The preemptive outburst was aimed at influencing the central team led by Ashok Kumar, special secretary in the Union home ministry, which was visiting the state to assess the law and order situation.Jayalalitha believed her tantrums would preclude a clean chit to the DMK. However, the team said it was fully convinced by the actions taken by the state government. Later talking to the media, the special secretary said: "The state is peaceful and it is unfair to call it a 'terrorist state'. The problem is only in three or four districts which are used by certain elements for mischief and trouble. But they are being dealt with stringently".

The first person to criticise Kumar's assessment was MDMK general secretary and the MP from Sivakasi, Vaiko. He said: "The central team has no business to reveal its views to the media. They should have merely submitted their report to the Union home ministry." A view shared by many in the ministry. Advani has already held Kumar responsible for "jumping the gun" and North Block is abuzz with speculation about "who cleared the briefing".

There is a growing suspicion among AIADMK leaders that the BJP is trying to muster support by breaking the RJD, Samajwadi Party and even the AIADMK. Says a senior AIADMK leader: "After the recent ruling of the BJP speaker in Uttar Pradesh on the disqualification of the defected BSP MLAs, we are worried about the BJP's intentions. On the one hand, it is soft on the DMK, on the other, the party is using people like Hegde and Jethmalani to discredit us in the public eye. We have also heard that Fernandes is talking to his other LTTE supporters like the PMK and MDMK to stay with the BJP if Madam decides to part company."

 The AIADMK is now convinced that it cannot afford to lose time.

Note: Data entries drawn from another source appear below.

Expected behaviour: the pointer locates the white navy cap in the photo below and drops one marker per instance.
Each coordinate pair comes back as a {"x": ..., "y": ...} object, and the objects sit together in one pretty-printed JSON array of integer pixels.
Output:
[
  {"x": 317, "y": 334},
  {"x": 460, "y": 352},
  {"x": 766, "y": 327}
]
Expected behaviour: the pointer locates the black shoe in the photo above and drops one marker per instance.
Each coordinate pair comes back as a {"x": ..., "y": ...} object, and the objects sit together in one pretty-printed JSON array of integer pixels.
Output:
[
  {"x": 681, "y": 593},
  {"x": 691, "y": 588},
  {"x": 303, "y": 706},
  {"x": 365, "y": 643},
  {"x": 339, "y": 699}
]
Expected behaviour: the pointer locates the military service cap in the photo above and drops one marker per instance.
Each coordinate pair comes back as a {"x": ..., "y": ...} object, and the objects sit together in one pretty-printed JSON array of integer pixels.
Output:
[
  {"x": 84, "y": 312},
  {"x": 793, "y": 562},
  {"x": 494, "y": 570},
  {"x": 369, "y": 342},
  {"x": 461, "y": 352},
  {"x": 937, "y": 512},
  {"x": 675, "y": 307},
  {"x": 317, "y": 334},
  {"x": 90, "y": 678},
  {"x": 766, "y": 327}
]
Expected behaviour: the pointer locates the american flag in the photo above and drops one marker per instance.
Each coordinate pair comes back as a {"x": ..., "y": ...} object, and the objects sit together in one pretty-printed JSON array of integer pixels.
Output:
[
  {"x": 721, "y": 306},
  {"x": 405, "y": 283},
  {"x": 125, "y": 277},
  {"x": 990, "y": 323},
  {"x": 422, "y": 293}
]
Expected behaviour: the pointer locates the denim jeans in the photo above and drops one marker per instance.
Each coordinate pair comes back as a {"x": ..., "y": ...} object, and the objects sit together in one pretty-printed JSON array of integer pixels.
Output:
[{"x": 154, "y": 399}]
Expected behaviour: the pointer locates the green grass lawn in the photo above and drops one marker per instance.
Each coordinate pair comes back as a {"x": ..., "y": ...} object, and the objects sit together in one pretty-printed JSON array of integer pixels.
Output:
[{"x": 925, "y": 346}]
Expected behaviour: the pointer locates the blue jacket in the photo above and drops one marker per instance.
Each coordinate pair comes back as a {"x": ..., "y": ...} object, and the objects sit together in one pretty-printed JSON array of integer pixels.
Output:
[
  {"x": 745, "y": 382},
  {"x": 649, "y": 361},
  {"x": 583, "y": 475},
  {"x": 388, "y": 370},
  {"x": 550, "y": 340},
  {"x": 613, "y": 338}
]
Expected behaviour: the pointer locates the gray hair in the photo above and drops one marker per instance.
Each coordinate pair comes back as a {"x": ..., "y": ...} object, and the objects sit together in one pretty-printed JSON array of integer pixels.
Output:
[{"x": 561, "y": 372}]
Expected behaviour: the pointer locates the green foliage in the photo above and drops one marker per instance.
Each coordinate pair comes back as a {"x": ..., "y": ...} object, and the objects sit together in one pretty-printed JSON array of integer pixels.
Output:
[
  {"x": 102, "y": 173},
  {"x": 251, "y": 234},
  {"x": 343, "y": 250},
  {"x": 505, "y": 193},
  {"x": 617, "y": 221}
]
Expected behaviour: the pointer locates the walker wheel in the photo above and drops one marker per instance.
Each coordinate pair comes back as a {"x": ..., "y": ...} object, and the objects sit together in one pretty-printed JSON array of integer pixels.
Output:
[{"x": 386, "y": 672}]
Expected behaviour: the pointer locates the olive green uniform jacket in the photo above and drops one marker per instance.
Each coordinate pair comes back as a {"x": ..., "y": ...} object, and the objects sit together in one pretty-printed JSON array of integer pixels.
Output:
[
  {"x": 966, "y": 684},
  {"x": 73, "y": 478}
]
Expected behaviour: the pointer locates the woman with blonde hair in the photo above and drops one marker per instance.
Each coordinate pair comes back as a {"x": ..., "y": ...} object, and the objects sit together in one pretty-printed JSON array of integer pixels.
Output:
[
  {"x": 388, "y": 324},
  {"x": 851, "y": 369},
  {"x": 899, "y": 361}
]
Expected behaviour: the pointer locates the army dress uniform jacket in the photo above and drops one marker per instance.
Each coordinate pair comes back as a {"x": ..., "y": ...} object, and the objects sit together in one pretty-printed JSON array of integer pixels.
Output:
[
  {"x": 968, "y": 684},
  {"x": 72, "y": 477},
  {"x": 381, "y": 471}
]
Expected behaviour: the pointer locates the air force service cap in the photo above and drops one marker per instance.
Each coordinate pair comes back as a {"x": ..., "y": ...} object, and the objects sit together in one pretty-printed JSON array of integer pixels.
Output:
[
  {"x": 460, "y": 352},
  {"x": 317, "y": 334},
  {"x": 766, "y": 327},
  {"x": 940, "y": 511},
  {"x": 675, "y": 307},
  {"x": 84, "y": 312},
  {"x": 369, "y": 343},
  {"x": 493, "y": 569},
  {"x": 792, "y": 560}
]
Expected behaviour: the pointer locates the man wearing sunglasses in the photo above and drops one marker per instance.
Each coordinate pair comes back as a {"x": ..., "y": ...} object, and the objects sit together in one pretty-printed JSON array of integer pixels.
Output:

Most of the cases against Jayalalitha are at a critical stage and two crucial judgments are expected next week—vis-a-vis Jayalalitha's role in the Rs 60-crore Tansi disinvestment case and her petition challenging the constitution of a special court to try cases against her and her colleagues. Under the present chief justice of the Chennai high court, her hopes of getting legal remedy seem very slender. Hence, the BJP's worry that she will increasingly indulge in brinkmanship.